Statistical analyses

Unless otherwise stated, repeated-measures analyses of variance (ANOVAs) were used to analyze how the buffer space, the side of obstacle chosen (right or left), the overall movement time, and the number of velocity corrections were affected by guidance condition (SSD and vision), obstacle lateral location (left, midline, or right relative to the participant), and repetition (trial 1–3). The significance level was chosen as p<0.05. As preliminary analyses indicated that scores for all measures were not significantly different for the two approach distances (p>0.05), the results for these were pooled. Proportional data for side of avoidance were subjected to arcsine transformation prior to analysis, as recommended by Howell [39]. Post hoc analyses were performed using Bonferroni correction.

Results

The proportions of obstacle-present trials for which no collisions occurred under SSD guidance were 0.90, 0.96, and 0.92 for obstacles located to the left, midline and right, respectively. No collisions occurred under visual guidance. See S1 File for participant data. The proportion of successful obstacle circumventions under SSD and visual guidance was substantially greater than for the no-click/no-vision condition of Kolarik et al. [6], for which the proportion of obstacle-present trials when no collisions occurred was 0.22, 0.22 and 0.06, for obstacles located to the left, midline and right, respectively. The results of Kolarik et al. [6] suggest that under conditions of no-click/no-vision guidance participants had severe difficulty even detecting the presence of the obstacle, and were not able to pass the obstacle on the side affording the most space or to generate a protective envelope to avoid collision in the majority of trials.

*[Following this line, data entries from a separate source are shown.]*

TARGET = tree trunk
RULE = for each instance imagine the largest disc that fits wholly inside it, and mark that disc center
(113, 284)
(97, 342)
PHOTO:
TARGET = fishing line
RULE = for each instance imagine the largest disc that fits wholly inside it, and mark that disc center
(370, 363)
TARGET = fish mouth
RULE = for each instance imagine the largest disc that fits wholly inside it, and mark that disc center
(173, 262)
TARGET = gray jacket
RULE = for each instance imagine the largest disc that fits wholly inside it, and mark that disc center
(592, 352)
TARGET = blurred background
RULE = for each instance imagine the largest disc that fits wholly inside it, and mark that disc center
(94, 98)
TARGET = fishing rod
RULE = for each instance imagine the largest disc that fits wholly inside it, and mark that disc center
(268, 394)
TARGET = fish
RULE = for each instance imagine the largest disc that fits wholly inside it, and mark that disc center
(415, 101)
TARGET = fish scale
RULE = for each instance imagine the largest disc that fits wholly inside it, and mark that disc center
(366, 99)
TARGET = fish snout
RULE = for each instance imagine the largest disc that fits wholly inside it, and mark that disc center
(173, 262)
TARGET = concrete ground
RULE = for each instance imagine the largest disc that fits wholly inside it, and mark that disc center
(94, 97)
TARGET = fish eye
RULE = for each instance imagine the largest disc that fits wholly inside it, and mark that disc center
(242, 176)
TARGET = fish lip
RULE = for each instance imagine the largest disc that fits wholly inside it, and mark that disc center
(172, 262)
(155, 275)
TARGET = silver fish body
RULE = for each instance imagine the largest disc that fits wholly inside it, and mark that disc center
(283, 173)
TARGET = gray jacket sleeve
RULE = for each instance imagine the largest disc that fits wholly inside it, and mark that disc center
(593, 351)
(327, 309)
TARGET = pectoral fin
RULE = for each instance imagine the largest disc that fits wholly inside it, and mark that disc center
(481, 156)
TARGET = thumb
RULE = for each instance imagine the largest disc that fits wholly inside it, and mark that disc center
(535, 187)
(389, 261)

Fig 2 shows trajectories for a representative participant under visual guidance (dashed line) and SSD guidance (solid line). The obstacle was 25 cm to the left (black rectangle). Under SSD guidance, participants showed distinct deviations from the straight-ahead direction only when the obstacle was within the operating range of the SSD (1 m from the obstacle), whereas under visual guidance, participants deviated from straight ahead immediately upon initiating their movement. Under SSD guidance, the mean distances from the obstacle at which participants deviated by more than ± 1 SD from obstacle absent direction (with standard errors in parentheses) were 752 (46), 776 (51), and 782 (59) mm for the left, midline, and right obstacles, respectively. Under both visual and SSD guidance participants moved roughly straight ahead in no-obstacle catch trials, indicating that they only deviated markedly from straight ahead when an obstacle was present.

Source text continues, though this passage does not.